Europe has doubled down on huge volumes of Russian and Belarusian birch crossing European borders, classifying all products entering the EU as “high risk” under its new EUDR country classification system.
As revealed by Wood Central yesterday, the new system defines the number of compliance checks authorities must make for all cattle, cocoa, coffee, oil palm, rubber, soya, and wood that enters the EU—with 1% of all imports checked from “low risk” countries, 3% from “standard risk” countries, and 9% from “high risk” countries like Russia, Belarus, North Korea, and Myanmar.
“The European Commission has published an updated list of countries classified according to risk level in accordance with the EUDR,” according to Viktor Smal, head of the State Forestry Agency of Ukraine. “Ukraine, like leading European timber producers, has been given low-risk status.”

As a low-risk country, Smal said Ukraine now has new opportunities to drive furniture imports into European markets with Zelenskyy authorities now working with the EU to ensure that “gray import schemes for Russian timber” are not excluded in the list of high-risk suppliers.
“This (low-risk classification) is the result of our systematic reforms and digital transformation in the forestry sector, in particular the introduction of such tools as e-logging tickets, e-certificates of origin, and e-TTN with photo documentation,” Smal said, with timber furniture exports an increasingly important lifeline for Ukrainian businesses ravaged more than three and a half years since the start of the Russian and Ukrainian war.
The new classification comes after Wood Central revealed that more than €1.5 billion worth of Russian timber has been smuggled into the European Union since June 2022, with all 27 states implicated in a ‘blood trade’ that has led to 500,000 cubic metres entering Europe and making a mockery of war sanctions.

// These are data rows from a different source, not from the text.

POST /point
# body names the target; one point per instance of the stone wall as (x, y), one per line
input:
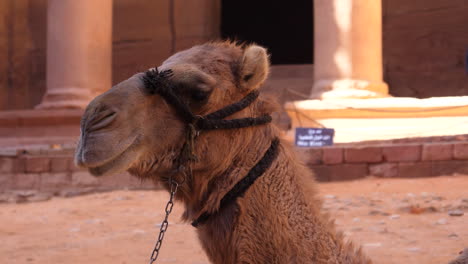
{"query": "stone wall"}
(142, 38)
(424, 43)
(50, 170)
(424, 47)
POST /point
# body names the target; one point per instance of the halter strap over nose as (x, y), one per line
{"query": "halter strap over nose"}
(158, 82)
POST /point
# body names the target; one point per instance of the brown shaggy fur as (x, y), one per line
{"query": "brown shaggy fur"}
(278, 220)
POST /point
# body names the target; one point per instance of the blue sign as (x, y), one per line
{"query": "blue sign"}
(314, 137)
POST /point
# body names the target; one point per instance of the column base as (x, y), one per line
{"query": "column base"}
(65, 98)
(348, 88)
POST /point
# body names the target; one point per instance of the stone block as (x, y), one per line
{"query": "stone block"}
(341, 172)
(437, 151)
(59, 164)
(332, 155)
(26, 181)
(363, 155)
(84, 179)
(460, 150)
(414, 169)
(387, 170)
(55, 181)
(449, 167)
(37, 164)
(399, 153)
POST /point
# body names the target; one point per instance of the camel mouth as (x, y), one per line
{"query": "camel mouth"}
(116, 164)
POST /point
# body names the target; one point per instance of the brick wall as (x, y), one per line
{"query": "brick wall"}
(406, 160)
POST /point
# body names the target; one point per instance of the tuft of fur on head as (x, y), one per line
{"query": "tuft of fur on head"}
(255, 67)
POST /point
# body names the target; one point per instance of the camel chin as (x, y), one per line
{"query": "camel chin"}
(108, 159)
(120, 164)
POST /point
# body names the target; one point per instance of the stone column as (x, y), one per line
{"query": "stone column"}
(348, 49)
(79, 50)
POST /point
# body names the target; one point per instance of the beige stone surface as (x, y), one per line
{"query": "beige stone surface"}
(348, 49)
(382, 118)
(79, 51)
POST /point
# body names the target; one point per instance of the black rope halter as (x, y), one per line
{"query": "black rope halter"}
(159, 83)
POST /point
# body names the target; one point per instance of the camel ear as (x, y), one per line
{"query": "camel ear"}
(254, 68)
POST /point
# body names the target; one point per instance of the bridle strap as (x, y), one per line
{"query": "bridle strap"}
(243, 185)
(158, 82)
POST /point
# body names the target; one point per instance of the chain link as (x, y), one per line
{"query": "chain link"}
(165, 223)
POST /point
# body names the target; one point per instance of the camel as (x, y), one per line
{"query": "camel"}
(135, 127)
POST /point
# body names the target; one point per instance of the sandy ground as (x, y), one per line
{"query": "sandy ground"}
(395, 220)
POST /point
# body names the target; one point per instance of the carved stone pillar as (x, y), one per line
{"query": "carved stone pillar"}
(79, 52)
(348, 49)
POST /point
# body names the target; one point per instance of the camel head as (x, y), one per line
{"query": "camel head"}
(128, 128)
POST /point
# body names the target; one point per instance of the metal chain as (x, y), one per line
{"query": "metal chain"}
(165, 223)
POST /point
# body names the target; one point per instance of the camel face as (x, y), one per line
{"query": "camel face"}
(126, 128)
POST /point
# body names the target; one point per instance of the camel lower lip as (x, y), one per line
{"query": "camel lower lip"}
(110, 165)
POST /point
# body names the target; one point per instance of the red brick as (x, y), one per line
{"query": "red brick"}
(7, 165)
(449, 167)
(60, 164)
(19, 165)
(55, 181)
(6, 181)
(332, 155)
(437, 151)
(387, 170)
(27, 181)
(37, 164)
(460, 150)
(414, 169)
(321, 172)
(84, 179)
(363, 155)
(310, 155)
(340, 172)
(73, 167)
(402, 153)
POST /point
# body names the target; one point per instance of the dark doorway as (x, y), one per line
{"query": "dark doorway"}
(285, 28)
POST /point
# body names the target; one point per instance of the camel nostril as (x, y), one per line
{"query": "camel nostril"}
(102, 120)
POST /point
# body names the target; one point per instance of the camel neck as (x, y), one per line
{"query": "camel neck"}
(243, 185)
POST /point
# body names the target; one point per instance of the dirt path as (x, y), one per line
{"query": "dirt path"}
(396, 221)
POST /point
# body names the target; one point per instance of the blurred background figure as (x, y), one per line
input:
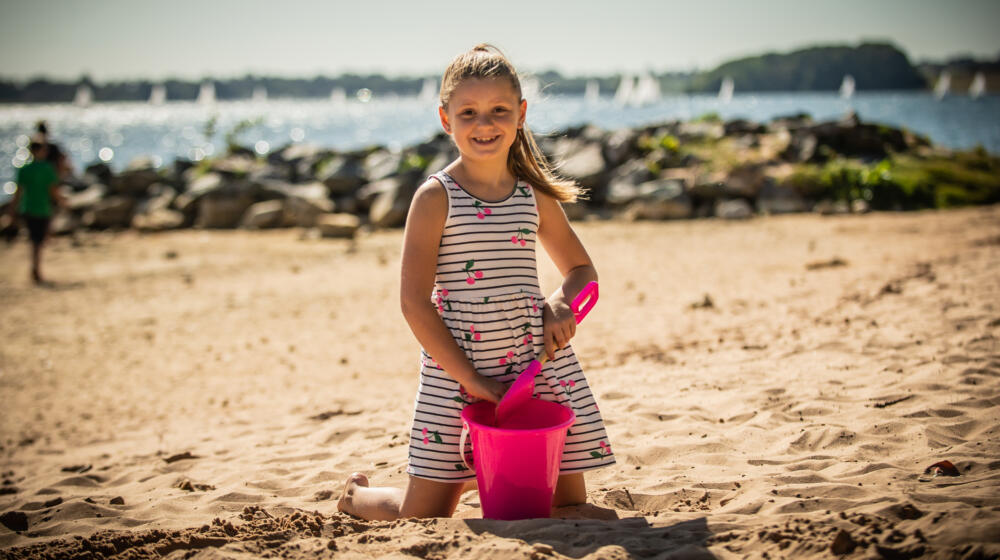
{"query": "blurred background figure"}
(37, 192)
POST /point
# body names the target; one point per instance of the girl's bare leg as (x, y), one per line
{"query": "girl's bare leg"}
(422, 498)
(571, 490)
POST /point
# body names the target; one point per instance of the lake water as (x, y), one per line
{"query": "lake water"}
(118, 132)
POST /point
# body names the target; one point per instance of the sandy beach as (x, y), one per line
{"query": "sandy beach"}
(775, 387)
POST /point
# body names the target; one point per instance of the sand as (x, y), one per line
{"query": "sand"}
(772, 388)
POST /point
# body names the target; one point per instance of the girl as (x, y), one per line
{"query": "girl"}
(469, 244)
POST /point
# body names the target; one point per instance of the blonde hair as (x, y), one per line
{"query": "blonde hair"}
(525, 160)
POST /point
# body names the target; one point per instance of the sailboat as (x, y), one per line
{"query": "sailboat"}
(847, 87)
(84, 96)
(206, 95)
(623, 95)
(978, 86)
(530, 88)
(592, 93)
(259, 94)
(646, 91)
(726, 90)
(158, 95)
(943, 84)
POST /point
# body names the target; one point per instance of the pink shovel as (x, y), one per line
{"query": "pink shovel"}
(524, 386)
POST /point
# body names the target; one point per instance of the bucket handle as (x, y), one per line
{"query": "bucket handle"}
(461, 447)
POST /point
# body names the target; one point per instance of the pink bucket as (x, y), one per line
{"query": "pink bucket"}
(517, 466)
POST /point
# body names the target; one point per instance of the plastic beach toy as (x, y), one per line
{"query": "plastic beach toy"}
(524, 386)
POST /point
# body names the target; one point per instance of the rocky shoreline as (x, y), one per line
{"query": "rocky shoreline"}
(673, 170)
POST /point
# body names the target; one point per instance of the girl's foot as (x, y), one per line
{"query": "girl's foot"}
(346, 503)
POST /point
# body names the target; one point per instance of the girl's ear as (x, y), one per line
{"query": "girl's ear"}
(444, 120)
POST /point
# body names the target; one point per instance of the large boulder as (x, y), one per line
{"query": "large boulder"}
(136, 179)
(392, 202)
(775, 198)
(381, 164)
(661, 199)
(262, 215)
(342, 175)
(160, 219)
(297, 211)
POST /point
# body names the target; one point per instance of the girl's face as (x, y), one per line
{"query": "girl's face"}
(483, 117)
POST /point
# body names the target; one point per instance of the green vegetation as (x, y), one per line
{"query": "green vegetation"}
(873, 66)
(904, 182)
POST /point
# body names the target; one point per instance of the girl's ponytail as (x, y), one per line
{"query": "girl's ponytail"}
(527, 162)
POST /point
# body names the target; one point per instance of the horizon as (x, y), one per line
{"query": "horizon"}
(110, 41)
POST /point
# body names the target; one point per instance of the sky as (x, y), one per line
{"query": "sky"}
(132, 39)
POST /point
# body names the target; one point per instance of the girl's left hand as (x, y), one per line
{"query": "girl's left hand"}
(558, 325)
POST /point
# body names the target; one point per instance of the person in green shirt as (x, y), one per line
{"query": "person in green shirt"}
(37, 189)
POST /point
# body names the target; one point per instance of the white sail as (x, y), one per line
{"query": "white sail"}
(726, 90)
(943, 84)
(158, 95)
(623, 95)
(592, 93)
(206, 95)
(978, 86)
(429, 91)
(531, 88)
(646, 91)
(847, 87)
(259, 94)
(84, 96)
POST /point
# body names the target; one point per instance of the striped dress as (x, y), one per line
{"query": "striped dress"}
(486, 290)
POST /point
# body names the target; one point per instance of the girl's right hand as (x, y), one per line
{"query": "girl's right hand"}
(483, 387)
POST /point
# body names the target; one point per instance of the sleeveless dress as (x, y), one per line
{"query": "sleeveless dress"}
(486, 291)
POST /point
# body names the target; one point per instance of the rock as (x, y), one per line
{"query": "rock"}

That is, according to a new report published by UK-based ENGO Earthsight, revealing that more than 20 lorry loads of birch ply—or about 700 cubic metres—are flooding ports via friendly third-party actors (including China, Turkey, Kazakhstan, and Georgia—all low-risk countries under the new classification system).
At the same time, a report produced by World Forest ID experts found that nearly half of all sampled birch products—used in furniture, kitchen panels, and musical instruments—certified by FSC or PEFC have been misidentified and do not come from the correct country of origin, raising fears that huge shipments of Russian and Belarusian wood are still being smuggled into the global markets, including the United Kingdom.